Nicholas Latifi conseguiu na Hungria os seus primeiros pontos na F1, na mesma corrida que o seu colega de equipa, considerado uma das esperanças da disciplina, também pontuou pela primeira vez. Se George Russell parece ter as malas prontas, com o seu percurso, tudo indica, a passar por ser piloto da Mercedes, Latifi deixou algumas sugestões sobre como deverá o seu futuro companheiro de equipa ser escolhido.
“Obviamente, a rapidez e ser rápido é uma das coisas principais, mas penso que é preciso ter alguém que saiba que ainda estamos na fase de reconstrução [na equipa]. A Williams está definitivamente no caminho certo para ser mais competitiva e estar mais na luta. Penso que, por muito que todos esperem e estejam otimistas de que será um grande salto no próximo ano, poderá não ser um salto tão grande como desejamos. Tenho, obviamente, esperança que seja dado um salto enorme no próximo ano, pode não ser. Se for um piloto que espera ganhar o campeonato ou ganhar corridas no próximo ano, talvez isso não seja a escolha certa”.
O piloto canadiano continuou, em entrevista ao site Express, a explicar o seu raciocínio em relação à melhor escolha para a equipa.
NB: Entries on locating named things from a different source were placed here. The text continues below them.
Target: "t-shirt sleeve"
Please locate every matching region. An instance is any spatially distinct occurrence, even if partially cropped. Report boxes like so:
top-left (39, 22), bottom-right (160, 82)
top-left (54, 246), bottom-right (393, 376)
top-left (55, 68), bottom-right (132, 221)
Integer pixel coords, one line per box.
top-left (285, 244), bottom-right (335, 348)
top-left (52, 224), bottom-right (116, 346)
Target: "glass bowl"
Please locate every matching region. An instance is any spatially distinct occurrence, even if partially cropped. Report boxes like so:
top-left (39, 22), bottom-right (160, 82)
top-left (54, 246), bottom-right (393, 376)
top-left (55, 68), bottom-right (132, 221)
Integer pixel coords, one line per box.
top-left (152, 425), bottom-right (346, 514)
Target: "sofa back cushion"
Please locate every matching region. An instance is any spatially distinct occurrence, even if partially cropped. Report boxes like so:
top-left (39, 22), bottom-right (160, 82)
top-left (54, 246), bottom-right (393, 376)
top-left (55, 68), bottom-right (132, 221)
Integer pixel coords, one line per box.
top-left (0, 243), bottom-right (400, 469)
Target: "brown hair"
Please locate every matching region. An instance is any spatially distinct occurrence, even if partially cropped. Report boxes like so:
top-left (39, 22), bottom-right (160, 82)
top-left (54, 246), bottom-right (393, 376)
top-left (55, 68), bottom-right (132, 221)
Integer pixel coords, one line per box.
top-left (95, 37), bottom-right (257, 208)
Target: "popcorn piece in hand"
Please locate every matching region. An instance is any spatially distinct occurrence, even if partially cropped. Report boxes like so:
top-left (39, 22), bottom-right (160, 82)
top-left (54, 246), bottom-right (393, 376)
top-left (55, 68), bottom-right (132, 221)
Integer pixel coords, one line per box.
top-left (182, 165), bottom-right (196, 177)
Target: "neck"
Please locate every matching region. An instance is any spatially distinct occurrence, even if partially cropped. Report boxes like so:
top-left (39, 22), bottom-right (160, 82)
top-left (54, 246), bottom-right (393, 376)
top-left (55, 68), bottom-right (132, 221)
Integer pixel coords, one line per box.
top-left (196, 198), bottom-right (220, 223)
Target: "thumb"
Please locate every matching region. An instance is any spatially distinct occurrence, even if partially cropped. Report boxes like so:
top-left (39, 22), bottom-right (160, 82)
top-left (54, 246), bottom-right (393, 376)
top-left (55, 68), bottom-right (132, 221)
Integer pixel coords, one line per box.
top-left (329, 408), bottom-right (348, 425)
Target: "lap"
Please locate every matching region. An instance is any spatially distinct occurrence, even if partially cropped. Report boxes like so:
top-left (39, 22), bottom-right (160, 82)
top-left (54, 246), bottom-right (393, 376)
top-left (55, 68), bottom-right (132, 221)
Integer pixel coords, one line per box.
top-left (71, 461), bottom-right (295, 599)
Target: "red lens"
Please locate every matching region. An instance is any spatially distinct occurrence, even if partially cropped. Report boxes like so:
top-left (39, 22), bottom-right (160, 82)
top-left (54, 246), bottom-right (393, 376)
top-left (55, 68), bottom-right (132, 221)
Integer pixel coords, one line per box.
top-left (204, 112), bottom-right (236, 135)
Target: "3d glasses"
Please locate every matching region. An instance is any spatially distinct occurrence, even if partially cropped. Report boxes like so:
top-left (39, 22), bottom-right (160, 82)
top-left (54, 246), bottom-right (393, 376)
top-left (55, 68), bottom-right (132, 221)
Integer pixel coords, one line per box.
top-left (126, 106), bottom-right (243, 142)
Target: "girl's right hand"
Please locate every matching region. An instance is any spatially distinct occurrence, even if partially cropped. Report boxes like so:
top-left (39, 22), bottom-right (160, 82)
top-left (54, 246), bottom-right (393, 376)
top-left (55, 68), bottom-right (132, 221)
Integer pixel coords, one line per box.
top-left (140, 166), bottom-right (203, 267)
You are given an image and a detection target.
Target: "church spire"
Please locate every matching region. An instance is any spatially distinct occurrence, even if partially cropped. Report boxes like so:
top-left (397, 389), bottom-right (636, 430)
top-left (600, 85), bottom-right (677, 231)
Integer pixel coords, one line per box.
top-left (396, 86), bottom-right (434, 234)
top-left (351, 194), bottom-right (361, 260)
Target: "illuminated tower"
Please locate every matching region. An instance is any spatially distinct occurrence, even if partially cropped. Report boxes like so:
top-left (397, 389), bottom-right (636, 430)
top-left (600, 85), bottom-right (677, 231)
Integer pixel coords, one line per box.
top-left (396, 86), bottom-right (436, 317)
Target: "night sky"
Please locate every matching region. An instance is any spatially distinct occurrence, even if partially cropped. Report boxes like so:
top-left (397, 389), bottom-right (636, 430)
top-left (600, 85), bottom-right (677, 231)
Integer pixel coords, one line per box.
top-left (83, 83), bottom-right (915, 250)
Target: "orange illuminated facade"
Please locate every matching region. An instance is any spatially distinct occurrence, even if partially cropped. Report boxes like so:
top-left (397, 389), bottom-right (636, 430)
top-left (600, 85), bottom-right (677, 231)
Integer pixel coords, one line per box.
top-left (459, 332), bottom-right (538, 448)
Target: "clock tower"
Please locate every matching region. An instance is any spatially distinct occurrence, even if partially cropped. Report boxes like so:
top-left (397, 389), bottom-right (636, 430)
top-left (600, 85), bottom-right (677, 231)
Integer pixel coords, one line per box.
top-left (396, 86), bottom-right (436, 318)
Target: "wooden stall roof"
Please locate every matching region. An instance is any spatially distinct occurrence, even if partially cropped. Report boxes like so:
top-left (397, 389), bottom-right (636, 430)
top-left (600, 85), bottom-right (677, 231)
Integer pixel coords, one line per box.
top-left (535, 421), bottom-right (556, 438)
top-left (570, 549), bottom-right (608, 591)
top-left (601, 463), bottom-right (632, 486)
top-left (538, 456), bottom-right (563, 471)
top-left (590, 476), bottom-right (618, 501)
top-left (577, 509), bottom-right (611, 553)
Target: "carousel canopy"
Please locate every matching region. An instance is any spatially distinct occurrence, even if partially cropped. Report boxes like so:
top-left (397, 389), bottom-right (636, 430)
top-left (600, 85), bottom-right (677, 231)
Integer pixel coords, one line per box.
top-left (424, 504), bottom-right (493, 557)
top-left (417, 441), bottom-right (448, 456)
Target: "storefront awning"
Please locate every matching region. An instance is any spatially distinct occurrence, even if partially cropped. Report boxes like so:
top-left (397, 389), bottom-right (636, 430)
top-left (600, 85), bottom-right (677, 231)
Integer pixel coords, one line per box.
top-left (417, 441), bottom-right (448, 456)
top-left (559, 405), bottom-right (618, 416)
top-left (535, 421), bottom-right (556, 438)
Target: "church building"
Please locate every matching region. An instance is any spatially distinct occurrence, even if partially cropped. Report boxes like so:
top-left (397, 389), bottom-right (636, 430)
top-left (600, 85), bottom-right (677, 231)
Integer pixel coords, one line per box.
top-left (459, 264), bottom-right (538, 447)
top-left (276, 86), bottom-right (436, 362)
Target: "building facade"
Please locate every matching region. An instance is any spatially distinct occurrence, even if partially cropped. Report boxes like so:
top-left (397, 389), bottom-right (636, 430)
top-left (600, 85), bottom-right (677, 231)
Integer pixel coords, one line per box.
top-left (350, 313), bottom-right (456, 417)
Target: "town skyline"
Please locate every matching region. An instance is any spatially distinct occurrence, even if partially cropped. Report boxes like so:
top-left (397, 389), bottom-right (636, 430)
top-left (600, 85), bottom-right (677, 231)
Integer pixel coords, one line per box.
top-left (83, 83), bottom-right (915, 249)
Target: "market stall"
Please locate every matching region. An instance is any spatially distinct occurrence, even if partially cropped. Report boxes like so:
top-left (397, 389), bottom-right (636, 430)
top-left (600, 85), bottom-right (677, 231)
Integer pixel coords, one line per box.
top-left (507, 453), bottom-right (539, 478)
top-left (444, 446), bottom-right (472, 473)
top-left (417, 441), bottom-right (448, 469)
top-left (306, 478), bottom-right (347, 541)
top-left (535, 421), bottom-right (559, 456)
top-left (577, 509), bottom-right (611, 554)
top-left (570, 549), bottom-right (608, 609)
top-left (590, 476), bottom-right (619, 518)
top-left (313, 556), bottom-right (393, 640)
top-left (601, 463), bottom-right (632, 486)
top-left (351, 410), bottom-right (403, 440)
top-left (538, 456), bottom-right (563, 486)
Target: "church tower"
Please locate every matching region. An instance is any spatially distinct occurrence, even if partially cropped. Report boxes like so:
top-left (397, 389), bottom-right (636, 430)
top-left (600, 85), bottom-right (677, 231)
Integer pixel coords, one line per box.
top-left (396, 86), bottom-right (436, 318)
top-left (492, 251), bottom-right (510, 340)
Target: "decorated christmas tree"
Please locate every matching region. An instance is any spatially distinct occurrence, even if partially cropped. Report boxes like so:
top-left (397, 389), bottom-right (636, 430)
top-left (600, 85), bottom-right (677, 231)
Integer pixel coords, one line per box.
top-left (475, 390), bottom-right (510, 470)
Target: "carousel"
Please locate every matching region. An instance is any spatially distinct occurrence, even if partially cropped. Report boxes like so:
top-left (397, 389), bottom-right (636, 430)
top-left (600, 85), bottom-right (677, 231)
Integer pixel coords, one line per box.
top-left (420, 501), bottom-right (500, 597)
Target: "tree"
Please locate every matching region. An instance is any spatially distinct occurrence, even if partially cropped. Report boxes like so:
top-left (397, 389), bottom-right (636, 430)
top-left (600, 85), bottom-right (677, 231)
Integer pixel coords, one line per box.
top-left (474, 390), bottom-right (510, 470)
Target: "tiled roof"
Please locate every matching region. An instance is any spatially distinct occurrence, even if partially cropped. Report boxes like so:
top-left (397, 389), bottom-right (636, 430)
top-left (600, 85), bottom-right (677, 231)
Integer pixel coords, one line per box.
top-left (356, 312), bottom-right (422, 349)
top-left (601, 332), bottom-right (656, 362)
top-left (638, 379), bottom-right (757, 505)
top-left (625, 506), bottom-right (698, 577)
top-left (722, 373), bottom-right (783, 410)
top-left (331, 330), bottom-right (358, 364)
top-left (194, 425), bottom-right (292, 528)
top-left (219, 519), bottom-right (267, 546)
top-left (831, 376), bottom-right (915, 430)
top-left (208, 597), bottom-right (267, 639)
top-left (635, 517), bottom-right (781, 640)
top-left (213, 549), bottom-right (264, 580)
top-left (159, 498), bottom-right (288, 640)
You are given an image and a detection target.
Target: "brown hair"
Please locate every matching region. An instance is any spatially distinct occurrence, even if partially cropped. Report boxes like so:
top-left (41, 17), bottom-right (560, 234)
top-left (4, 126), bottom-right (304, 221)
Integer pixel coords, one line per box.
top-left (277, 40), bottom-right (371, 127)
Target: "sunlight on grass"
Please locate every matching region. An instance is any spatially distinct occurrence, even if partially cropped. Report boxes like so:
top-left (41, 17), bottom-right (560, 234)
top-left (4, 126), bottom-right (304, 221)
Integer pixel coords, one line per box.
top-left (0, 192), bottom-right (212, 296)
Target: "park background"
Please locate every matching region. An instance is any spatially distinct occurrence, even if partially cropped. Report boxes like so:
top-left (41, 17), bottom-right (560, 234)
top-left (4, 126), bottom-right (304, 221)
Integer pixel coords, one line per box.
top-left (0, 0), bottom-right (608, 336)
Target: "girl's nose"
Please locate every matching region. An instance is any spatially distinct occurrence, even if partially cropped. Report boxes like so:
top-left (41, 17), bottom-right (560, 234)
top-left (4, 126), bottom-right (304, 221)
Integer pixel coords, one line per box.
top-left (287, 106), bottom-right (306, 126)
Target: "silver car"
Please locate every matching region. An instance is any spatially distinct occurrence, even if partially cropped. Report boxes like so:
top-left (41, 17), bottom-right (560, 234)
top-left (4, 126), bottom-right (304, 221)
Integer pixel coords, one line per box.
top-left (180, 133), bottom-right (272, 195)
“É preciso alguém que possa ser paciente para trabalhar com os engenheiros na pista e os engenheiros na fábrica, com a forma correta para os orientar, pois trata-se de uma nova geração de carros.Isso será completamente diferente do que todos nós estamos habituados nestes últimos anos. Portanto, ter um espírito fresco, uma abordagem aberta e uma vontade de entusiasmar a equipa é importante.”